Poster
Problem-Complexity Adaptive Model Selection for Stochastic Linear Bandits
Avishek Ghosh · Abishek Sankararaman · Ramchandran Kannan
Keywords: [ Learning Theory and Statistics ] [ Decision Processes and Bandits ]
Abstract:
We consider the problem of model selection for two popular stochastic linear bandit settings, and propose algorithms that adapts to the unknown problem complexity. In the first setting, we consider the $K$ armed mixture bandits, where the mean reward of arm $i \in [K]$ is $\mu_i+ \langle \alpha_{i,t},\theta^* \rangle $, with $\alpha_{i,t} \in \mathbb{R}^d$ being the known context vector and $\mu_i \in [-1,1]$ and $\theta^*$ are unknown parameters.
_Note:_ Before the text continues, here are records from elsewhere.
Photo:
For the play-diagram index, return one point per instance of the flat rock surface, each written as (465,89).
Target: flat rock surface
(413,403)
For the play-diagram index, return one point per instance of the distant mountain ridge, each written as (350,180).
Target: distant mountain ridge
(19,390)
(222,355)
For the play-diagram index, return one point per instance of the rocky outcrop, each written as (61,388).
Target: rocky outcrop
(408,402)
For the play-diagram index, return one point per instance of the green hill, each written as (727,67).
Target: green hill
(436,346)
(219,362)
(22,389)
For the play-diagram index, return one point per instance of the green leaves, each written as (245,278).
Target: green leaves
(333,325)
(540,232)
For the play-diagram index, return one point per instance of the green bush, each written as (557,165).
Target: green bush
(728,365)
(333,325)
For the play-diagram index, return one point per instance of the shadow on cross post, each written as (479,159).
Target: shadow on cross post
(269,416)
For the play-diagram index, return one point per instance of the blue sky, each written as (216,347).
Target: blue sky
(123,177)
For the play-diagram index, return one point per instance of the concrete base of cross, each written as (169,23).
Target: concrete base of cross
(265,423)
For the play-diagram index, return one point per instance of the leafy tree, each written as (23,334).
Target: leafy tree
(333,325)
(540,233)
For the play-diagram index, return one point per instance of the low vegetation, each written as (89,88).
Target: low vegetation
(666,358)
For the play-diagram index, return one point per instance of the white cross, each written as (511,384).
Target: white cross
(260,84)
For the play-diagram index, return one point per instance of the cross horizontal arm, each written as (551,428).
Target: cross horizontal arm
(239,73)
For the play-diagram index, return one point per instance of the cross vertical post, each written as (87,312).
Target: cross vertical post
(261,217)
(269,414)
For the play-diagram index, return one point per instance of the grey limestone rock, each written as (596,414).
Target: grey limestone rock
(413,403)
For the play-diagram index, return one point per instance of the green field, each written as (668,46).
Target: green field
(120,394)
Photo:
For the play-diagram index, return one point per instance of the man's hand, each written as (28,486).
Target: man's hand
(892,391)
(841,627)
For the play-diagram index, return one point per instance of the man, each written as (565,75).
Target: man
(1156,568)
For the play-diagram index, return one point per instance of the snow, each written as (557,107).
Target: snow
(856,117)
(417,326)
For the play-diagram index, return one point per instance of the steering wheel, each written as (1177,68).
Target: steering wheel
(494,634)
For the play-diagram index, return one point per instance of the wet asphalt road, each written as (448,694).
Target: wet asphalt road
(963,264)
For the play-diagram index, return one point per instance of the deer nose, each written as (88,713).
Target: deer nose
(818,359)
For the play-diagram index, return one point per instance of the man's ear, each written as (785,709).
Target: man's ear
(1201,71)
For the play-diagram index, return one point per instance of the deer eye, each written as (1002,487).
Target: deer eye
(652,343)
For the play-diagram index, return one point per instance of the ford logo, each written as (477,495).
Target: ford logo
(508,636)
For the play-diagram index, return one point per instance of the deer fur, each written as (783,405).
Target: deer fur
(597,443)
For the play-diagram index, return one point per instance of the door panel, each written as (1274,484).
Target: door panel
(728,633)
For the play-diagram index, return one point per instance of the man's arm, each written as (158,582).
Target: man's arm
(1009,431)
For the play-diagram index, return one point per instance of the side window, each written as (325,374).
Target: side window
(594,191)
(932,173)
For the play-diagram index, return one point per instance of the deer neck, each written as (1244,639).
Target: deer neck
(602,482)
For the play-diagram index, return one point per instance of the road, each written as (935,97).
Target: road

We define $\|\theta^*\|$ as the problem complexity and consider a sequence of nested hypothesis classes, each positing a different upper bound on $\|\theta^*\|$. Exploiting this, we propose Adaptive Linear Bandit (ALB), a novel phase based algorithm that adapts to the true problem complexity, $\|\theta^*\|$.
We show that ALB achieves regret scaling of $\widetilde{O}(\|\theta^*\|\sqrt{T})$, where $\|\theta^*\|$ is apriori unknown.
As a corollary, when $\theta^*=0$, ALB recovers the minimax regret for the simple bandit algorithm without such knowledge of $\theta^*$. ALB is the first algorithm that uses parameter norm as model section criteria for linear bandits. Prior state of art algorithms achieve a regret of $\widetilde{O}(L\sqrt{T})$, where $L$ is the upper bound on $\|\theta^*\|$, fed as an input to the problem.
In the second setting, we consider the standard linear bandit problem (with possibly an infinite number of arms) where the sparsity of $\theta^*$, denoted by $d^* \leq d$, is unknown to the algorithm. Defining $d^*$ as the problem complexity (similar to Foster et. al '19), we show that ALB achieves $\widetilde{O}(d^*\sqrt{T})$ regret, matching that of an oracle who knew the true sparsity level.
This methodology is then extended to the case of finitely many arms and similar results are proven.
We further verify through synthetic and real-data experiments that the performance gains are fundamental and not artifacts of mathematical bounds. In particular, we show $1.5-3$x drop in cumulative regret over non-adaptive algorithms.